Sometime in late June or early July came my inaugural visit. As I skipped through the turnstiles of the gleaming attraction with friends, I remember the exuberance I felt. It was like running out the doors on the last day of school and discovering a carefree, sparkling universe on the outskirts of St. Louis … all rolled into one.

We raced from ride to ride and show to show, devoured fried chicken and strawberry popsicles, cooled off in the splash of the Log Flume, and tossed our arms in the air when the River King Mine Train (the park’s first rollercoaster) left the station. How we screeched when the bottom of our stomachs dropped on the final plunge.

In the summer of ’71, I had no clue or premonition that I would actually learn how to drive that same rollercoaster three years later as a fresh-scrubbed seasonal Six Flags employee … or that the experience would become a metaphor and inspiration for a light-hearted book I would write in 2016 about the ups and downs of my Missouri life in the 1960s and 70s. But life is full of surprises. Both of those things happened.

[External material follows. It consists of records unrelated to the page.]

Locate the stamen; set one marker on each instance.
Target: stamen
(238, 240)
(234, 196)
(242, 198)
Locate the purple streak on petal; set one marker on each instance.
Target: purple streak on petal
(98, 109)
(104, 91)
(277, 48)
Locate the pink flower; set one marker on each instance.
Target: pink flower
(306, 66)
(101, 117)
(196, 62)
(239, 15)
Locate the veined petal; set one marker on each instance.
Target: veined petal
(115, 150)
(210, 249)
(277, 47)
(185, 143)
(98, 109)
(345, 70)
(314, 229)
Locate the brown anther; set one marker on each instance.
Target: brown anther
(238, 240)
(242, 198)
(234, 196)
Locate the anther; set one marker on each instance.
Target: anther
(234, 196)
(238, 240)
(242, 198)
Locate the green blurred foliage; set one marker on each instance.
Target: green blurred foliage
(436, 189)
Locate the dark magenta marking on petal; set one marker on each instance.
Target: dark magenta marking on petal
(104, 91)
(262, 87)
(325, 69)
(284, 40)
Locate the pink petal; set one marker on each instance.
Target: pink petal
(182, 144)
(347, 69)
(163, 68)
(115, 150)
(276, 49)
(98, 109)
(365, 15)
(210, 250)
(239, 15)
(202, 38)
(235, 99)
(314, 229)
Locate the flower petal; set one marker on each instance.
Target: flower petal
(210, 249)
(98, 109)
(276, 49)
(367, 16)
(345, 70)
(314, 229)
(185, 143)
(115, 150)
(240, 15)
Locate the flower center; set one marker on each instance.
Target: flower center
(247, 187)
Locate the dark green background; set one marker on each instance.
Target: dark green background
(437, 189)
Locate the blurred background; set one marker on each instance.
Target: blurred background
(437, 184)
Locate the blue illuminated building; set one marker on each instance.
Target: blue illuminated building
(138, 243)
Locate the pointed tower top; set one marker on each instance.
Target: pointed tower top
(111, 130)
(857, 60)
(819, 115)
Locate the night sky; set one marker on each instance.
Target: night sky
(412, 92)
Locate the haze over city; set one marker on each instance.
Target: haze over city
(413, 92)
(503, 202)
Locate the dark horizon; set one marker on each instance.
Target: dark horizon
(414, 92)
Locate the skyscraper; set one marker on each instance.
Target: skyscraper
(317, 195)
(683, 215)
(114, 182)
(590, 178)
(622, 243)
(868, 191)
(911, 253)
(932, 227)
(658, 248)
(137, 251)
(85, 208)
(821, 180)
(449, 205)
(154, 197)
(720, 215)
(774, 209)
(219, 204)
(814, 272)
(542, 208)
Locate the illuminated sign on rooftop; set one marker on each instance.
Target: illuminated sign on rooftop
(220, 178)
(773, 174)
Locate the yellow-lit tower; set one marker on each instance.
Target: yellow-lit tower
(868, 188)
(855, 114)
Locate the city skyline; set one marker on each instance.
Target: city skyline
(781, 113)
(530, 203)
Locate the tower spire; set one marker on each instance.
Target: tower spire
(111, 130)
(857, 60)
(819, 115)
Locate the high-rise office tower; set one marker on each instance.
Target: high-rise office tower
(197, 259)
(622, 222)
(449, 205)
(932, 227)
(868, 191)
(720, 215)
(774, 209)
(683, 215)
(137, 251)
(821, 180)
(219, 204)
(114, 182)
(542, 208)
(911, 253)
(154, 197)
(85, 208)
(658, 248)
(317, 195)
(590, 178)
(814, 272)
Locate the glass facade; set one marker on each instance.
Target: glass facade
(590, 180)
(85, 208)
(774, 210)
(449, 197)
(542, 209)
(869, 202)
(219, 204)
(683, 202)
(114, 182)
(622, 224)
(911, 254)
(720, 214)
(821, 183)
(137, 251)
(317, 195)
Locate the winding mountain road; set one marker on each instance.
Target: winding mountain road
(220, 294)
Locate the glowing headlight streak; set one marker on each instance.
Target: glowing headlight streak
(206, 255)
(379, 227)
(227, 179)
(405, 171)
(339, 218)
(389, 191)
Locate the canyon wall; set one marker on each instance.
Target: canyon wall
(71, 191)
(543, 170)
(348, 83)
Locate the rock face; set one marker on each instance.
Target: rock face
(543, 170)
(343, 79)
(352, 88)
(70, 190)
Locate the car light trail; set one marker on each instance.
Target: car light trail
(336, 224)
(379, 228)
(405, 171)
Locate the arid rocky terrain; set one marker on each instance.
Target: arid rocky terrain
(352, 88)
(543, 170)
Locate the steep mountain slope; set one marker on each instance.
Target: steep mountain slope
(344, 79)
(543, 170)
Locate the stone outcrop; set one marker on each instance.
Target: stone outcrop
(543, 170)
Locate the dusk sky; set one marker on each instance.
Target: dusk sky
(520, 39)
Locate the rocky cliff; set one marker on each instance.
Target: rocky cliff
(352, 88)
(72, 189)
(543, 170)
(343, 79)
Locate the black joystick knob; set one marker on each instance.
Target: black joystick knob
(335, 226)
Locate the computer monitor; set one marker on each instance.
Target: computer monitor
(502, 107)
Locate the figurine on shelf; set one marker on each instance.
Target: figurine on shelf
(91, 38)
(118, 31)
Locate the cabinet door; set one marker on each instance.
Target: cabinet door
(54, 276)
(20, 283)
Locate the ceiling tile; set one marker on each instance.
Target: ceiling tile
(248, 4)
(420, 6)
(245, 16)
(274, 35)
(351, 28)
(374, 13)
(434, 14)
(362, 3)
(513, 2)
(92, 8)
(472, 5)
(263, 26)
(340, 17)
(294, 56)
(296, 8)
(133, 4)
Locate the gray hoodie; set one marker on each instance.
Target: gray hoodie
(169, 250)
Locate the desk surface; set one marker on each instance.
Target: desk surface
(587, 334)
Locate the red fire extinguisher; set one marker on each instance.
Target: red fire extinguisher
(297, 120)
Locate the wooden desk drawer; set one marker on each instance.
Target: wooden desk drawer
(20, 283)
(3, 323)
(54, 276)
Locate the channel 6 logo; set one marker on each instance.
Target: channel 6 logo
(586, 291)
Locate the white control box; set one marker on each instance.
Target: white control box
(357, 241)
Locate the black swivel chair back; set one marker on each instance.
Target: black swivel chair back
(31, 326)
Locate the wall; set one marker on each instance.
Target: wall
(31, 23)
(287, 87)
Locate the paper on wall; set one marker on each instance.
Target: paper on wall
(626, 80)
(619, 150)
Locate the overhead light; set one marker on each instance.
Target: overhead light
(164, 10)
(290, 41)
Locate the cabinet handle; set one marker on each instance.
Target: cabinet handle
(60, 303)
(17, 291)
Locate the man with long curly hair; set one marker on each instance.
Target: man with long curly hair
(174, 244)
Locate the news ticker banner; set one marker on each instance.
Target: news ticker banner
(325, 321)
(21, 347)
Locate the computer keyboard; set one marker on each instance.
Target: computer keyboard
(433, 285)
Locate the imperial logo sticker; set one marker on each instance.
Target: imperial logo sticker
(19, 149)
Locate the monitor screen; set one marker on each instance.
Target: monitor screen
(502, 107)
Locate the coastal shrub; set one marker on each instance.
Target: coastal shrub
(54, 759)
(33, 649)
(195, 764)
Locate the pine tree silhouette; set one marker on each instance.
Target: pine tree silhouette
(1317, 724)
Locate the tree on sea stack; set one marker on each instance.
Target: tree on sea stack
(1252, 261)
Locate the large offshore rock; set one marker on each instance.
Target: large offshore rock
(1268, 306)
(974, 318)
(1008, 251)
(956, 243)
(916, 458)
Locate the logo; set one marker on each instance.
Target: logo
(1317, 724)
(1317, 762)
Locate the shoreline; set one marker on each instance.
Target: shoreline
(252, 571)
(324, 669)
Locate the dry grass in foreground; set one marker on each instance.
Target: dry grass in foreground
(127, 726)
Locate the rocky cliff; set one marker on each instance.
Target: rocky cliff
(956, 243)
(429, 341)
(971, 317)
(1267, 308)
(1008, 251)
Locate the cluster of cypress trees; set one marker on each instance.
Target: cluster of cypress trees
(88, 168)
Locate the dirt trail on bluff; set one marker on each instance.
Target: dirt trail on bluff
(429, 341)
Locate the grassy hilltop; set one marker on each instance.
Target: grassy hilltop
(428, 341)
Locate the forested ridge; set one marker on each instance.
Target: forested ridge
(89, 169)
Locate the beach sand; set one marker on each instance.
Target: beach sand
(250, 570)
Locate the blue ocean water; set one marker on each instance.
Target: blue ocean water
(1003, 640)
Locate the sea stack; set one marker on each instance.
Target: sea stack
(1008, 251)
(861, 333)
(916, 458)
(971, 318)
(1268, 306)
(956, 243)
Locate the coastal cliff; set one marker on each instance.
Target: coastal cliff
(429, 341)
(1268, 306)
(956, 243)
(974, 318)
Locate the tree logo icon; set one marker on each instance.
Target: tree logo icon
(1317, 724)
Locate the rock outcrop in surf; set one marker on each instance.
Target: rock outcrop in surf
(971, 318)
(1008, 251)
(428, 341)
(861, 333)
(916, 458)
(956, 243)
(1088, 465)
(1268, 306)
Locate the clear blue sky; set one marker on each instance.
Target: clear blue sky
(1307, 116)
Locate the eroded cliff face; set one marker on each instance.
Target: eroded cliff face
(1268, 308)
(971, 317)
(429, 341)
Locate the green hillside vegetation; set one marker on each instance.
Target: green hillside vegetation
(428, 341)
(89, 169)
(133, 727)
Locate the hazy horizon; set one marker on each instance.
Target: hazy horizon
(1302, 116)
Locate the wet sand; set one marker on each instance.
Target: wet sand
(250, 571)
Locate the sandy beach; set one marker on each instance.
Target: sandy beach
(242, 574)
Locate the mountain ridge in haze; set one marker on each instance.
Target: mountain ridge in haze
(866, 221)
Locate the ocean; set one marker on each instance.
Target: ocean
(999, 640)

On this fiftieth anniversary, I still recall the fun of those more innocent days as a guest and the thrill of landing my first job at Six Flags Over Mid-America in 1974 … not to mention the twists and turns that would follow for the next three summers as a rollercoaster operator.

As a tribute to the history of Six Flags (and all the fun and energetic cohorts who worked beside me in the mid 70s), I want to share To Chase Another Thrill. It’s a poem I wrote in June 2016, which captures the feeling of manning the rollercoaster controls. It first appeared in Tales of a Rollercoaster Operator in 2017.

***

I am the purveyor of ups and downs, for an hour or so each day,

Standing high above the crowd, ready to guide your way.

I study the nearby dashboard, flustered faces in a row,

Itching for a two-minute joy ride, with others persuaded to go.

I see the bars locked tightly, the crew is stepping back,

Leaving the station to squeals on wheels, it’s time to ride the track.

I know just what will happen, the train will climb three lifts,

Rounding bends and taking falls, rising from the dips.

I hear the train returning, it’s climbing up the hill,

Applying brakes and coming home, to chase another thrill.